Die Teilnehmer in Solingen, insgesamt 71 Gesellschafter, darunter auch drei Kliniken, haben ihre EDV-Systeme vereinheitlicht und damit die Basis für eine systematische Kommunikation bei Netzpatienten geschaffen.

2013 wird die Netzversorgung (IV-Verträge hat Solimed mit der Barmer und der AOK Rheinland) um Heim- und ambulante Pflege erweitert. Kernstück ist der elektronische Pflegebericht.

Mithilfe der AOK Rheinland sei es gelungen, orientiert am QISA-Indikatorenset des AQUA-Instituts, ohne Mehraufwand Routinedaten für die Qualitätssicherung zu verwenden. Kennzahlen über die Netzärzte ermöglichen einen Verbesserungsprozess, sukzessive sollen die Qualitätsdaten entpseudonymisiert werden und damit auch für eine externe Transparenz verwendet werden.

QuE erstellt monatlich Fehlerbericht

Weit gediehen - auch in der Außenwirkung - ist das Arztnetz Qualität und Effizienz (QuE) in Nürnberg, eines der ältesten Netze in Deutschland.

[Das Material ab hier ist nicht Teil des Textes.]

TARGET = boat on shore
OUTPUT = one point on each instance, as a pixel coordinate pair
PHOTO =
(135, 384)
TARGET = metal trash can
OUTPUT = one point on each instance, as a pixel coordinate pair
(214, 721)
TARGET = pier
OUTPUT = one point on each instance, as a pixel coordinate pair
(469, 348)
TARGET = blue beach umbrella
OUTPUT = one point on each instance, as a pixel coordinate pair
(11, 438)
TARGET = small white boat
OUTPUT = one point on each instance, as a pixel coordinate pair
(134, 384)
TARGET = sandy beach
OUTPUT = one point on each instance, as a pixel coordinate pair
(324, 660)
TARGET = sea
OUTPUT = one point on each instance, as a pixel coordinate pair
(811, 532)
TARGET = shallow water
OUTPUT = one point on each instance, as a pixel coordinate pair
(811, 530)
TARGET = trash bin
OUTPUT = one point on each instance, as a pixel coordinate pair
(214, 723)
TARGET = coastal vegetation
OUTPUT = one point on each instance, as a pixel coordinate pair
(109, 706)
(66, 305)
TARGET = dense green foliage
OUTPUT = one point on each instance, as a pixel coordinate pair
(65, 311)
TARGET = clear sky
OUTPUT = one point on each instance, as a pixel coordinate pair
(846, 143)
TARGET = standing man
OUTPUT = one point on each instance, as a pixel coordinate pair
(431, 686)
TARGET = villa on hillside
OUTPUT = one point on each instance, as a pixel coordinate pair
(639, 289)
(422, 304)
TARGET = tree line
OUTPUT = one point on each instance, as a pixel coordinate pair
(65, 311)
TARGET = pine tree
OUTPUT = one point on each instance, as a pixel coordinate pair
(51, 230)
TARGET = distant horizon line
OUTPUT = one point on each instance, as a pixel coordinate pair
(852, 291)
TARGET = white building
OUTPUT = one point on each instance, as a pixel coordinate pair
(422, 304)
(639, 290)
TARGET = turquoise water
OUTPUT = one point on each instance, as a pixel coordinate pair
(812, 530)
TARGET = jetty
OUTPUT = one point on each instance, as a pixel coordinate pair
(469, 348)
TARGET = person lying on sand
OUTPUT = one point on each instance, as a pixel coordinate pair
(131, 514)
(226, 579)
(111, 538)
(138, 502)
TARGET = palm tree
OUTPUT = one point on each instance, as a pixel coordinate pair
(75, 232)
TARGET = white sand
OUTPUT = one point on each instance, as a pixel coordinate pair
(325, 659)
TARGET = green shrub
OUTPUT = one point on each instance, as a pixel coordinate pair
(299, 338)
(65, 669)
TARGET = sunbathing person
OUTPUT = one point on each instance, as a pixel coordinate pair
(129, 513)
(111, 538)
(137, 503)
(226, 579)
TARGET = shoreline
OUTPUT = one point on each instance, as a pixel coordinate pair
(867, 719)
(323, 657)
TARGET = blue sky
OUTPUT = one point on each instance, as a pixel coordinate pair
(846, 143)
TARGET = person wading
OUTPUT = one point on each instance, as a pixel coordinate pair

Zu bestehenden IV-Verträgen mit der AOK, LKK und BKK in Bayern sind 2012 weitere mit der TK und Barmer GEK hinzugekommen, die neben den Kliniken auch die Pflege einbezogen haben.

Monatlich wird bei QuE ein anonymisierter Fehlerbericht erstellt. Für die insgesamt 50 Qualitätszirkel werden Qualitätsindikatoren genutzt, die teilweise je nach Prioritätensetzung in einer Periode variieren, die teilweise aber auch dauernd erhoben werden und so Auskunft über Langzeitveränderungen ergeben, berichtet Dr. Veit Wambach.

Dabei grenzt das Ärztenetz auch erfolgreich das Ausmaß an Polypharmakotherapie ein. 40 Prozent der Frauen und 35 Prozent der Männer, die das 65. Lebensjahr vollendet haben, erhalten dem Sachverständigenrat zufolge im Schnitt in Deutschland neun oder mehr Wirkstoffe in Dauertherapie.

Bei QuE-Patienten sind es nur 15,7 Prozent der Patienten in der gleichen Altersgruppe. Dabei nimmt das Ausmaß an Polymedikation in letzter Zeit dramatisch zu.

Neue Qualitätsparameter für drei Indikationen

Seit 2005 entwickelt das AQUA-Institut Göttingen Indikatoren zur Messung der Qualität in Arztpraxen. Aktuell sind jetzt Qualitätsparameter für die Indikationen Koronare Herzkrankheit, Herzinsuffizienz und Depression neu erstellt worden.

Ansatzpunkte für Qualitätsverbesserungen sieht AQUA-Chef Professor Joachim Szecsenyi in der möglichen Überversorgung etwa bei koronarinterventionellen Maßnahmen, Unter- oder Fehlversorgung in der Prävention und der Hypertonietherapie sowie bei der Bewältigung von Schnittstellenproblemen in einer Versorgungskette.

Aus potenziell 203 Indikatoren wurde ein Set von 13 Parametern gefunden, die wissenschaftlich gut begründet sind, die sich aus Routinedaten der Kassen ableiten lassen und die Ärzte selbst beeinflussen können. Für die Herzinsuffizienz hat AQUA neun praxisrelevante Indikatoren ermittelt. Für die Depression - Problem: großer Leidensdruck der Patienten, Koordinationsprobleme, nicht angemessene Pharmakotherapie - stehe die Arbeit kurz vor dem Abschluss.